# Kaun signs 3yr deal with CSKA



## croco (Feb 14, 2005)

> CSKA signed a contract with center Alexander Kaun (211 cm), who became the first Russian NCAA champion last spring. The contract with the 23-year old player is signed for three years - until the end of 2010/11 season.
> 
> Alexander began to play basketball in the U.S., where he moved in the age of 16 to continue his studies, and all his sports successes are associated with the Kansas Jayhawks.
> 
> ...


Good pickup for CSKA, he should be able to give them solid minutes immediately.


----------



## TM (Jun 30, 2003)

http://www.draftexpress.com/blog/Jonathan-Givony/



> -Sasha Kaun signed a 3-year contract with CSKA Moscow, as released on their their official website this weekend. Kaun may end up being the highest paid player on the Kansas Jayhawk championship team, as his salary will be similar to that of a late lottery pick next season. He has not shut the door on playing in the NBA down the road, as he has a comfortable buyout after the second year of his contract, which may even make him more attractive to a team drafting in the late second round.
> 
> Also joining him in Moscow is former Maryland power forward Terrence Morris, who landed a 3 year deal for over 5 million Euros net (a near-MLE deal in NBA terms). CSKA is reportedly close to landing the signatures of both Zoran Planinic (to replace Theo Papaloukas) and Jorge Garbajosa (if he passes their physical).

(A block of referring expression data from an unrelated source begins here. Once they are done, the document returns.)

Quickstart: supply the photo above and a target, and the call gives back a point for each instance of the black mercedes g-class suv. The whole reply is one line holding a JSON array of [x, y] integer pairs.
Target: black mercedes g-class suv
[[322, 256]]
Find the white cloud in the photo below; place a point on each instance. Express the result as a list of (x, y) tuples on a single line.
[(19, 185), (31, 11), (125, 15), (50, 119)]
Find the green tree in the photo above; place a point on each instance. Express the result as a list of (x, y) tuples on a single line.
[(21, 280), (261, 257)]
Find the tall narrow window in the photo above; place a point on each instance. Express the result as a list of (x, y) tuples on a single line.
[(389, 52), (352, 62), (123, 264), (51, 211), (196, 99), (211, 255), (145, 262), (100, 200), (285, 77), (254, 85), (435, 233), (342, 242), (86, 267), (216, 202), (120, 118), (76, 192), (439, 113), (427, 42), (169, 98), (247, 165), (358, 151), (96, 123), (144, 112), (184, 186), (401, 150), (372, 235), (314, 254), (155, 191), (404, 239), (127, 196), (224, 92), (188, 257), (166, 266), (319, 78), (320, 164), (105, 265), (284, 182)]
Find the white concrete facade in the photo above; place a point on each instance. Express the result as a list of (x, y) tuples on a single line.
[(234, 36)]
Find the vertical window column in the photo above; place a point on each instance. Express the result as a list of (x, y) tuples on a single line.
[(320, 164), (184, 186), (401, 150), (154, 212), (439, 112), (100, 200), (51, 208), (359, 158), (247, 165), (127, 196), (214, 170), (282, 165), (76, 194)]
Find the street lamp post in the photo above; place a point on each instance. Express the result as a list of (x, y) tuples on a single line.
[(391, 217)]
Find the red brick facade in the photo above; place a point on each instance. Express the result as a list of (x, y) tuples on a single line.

Who did Morris play for last season? I could have sworn I saw him in the championship game over there. Did he play for CSKA or the team they were playing against? And wasn't Garbajosa going to enter the NBA Draft this season or next? Oh, and where'd Papaloukas go? Sorry for being so out of touch with the international scene.


----------



## croco (Feb 14, 2005)

TM said:


> http://www.draftexpress.com/blog/Jonathan-Givony/
> 
> 
> 
> Who did Morris play for last season? I could have sworn I saw him in the championship game over there. Did he play for CSKA or the team they were playing against? And wasn't Garbajosa going to enter the NBA Draft this season or next? Oh, and where'd Papaloukas go? Sorry for being so out of touch with the international scene.


Morris played for Maccabi and Papaloukas was recently transferred to Olympiacos in Greece.


----------